Before that, Manitoba had only reported more than 500 cases once: on Nov. 23, when 546 were posted.
New rules coming as hospitalizations rise
Roussin’s announcement on Friday evening marked the second time in as many weeks that Manitoba tightened its public health orders.
Last Wednesday, new rules including a ban on almost all household visitors took effect as the province continued battling its third wave and trying to keep more contagious variants under control.
While it’s still a bit too early to see what effect those restrictions are having, Atwal said the continued jump in case counts in spite of the new rules meant further measures were needed.
“We’ve always expressed that we want to put the least amount of restrictions on individuals,” he said. “But it’s coming to a point here now that we’re seeing that with these even significant restrictions we have in place, we’re still generating lots of cases.”
The rest of Manitoba’s new COVID-19 cases announced Friday are split between the Southern Health region (34), the Prairie Mountain Health region (32), the Interlake-Eastern health region (30) and the Northern Health Region (17), the province said in a news release.
They bring the total number of active cases to 2,989, about 70 per cent of which are among people under 40, Atwal said.
Manitoba also announced the death of a man in his 50s from the Southern Health region, bringing the province’s COVID-19 death toll to 987.
The number of people hospitalized with COVID-19 in Manitoba continues to rise.

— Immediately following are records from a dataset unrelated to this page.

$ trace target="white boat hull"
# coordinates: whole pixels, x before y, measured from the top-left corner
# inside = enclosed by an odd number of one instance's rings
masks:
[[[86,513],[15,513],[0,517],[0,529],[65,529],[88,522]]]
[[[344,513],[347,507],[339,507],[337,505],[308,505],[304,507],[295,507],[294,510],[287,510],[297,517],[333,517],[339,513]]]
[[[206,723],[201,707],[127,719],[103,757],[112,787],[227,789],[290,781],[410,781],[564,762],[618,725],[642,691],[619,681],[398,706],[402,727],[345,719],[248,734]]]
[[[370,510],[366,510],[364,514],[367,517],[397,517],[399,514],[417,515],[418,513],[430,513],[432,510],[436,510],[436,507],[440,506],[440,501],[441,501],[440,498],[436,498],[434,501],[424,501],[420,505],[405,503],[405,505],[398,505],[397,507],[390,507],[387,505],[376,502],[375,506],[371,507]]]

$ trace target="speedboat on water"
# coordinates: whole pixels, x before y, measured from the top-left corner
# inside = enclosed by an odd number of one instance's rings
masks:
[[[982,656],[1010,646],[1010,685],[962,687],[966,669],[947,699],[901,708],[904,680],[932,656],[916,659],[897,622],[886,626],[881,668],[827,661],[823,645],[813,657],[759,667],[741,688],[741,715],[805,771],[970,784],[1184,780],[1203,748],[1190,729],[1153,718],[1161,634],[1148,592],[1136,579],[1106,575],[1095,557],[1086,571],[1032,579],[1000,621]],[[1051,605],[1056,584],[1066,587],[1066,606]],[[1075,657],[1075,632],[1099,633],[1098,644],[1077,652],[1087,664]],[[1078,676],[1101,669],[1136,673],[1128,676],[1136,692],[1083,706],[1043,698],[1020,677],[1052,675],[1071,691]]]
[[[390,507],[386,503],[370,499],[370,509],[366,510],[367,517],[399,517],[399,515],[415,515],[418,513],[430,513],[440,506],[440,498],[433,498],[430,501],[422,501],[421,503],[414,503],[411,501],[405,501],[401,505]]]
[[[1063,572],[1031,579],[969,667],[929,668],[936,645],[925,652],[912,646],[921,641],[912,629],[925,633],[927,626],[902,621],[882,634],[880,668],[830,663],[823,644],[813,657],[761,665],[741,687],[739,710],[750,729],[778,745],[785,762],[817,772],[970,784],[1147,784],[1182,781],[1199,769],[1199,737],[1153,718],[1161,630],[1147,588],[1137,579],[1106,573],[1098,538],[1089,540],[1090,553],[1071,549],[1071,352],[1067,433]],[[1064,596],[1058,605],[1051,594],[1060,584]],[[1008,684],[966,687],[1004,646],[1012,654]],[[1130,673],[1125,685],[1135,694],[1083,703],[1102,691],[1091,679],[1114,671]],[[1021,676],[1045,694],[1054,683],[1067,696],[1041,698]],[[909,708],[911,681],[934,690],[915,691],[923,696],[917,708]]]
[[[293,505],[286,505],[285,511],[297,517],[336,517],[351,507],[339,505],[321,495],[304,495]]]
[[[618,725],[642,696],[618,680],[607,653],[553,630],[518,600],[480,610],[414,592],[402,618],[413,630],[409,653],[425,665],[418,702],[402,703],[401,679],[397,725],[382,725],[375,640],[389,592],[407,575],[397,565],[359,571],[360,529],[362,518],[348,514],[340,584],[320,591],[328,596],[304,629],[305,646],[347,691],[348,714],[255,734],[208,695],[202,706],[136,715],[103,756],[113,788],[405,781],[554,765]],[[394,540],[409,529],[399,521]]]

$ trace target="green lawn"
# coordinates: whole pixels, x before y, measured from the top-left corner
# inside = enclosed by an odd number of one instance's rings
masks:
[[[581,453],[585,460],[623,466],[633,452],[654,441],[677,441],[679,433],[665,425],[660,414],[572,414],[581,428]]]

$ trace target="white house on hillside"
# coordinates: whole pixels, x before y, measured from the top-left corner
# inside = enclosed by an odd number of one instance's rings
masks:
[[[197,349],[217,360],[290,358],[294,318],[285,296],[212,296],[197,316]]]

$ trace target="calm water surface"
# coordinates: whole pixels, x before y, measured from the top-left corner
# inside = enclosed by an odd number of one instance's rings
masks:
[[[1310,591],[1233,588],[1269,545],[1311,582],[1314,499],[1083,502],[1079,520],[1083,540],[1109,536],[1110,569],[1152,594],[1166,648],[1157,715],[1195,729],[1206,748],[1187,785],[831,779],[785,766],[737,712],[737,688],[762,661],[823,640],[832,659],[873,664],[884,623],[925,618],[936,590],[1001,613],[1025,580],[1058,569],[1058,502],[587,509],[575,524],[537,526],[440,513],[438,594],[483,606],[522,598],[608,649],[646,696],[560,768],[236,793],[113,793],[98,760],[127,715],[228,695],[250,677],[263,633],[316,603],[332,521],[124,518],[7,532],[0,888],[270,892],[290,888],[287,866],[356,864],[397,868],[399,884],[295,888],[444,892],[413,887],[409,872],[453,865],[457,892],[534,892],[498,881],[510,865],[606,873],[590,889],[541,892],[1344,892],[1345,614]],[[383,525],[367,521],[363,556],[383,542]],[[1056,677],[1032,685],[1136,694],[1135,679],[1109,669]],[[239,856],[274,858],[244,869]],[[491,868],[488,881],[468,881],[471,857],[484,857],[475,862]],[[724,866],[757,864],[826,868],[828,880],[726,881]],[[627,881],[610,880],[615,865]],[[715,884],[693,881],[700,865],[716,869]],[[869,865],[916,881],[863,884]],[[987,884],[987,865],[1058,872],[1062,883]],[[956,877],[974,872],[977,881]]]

As of Friday, there are 201 patients in hospital with the illness, a jump of 16 since Thursday.
Fifty-six of those patients are in intensive care, an increase of four.
That number is now approaching Manitoba’s height of COVID-19 intensive care admissions, according to a provincial presentation slide obtained by CBC News that shows a peak of roughly 60 COVID-19 patients in ICU in mid-December.
The number of COVID-19 patients moved into intensive care has also been steadily increasing in recent weeks.
On Sunday alone, 10 people with the illness were admitted, Manitoba Shared Health Chief Nursing Officer Lanette Siragusa said via phone at Friday’s news conference with Atwal.
To date, Manitoba has identified a total of 40,940 COVID-19 cases, including 36,964 people who have recovered from the illness.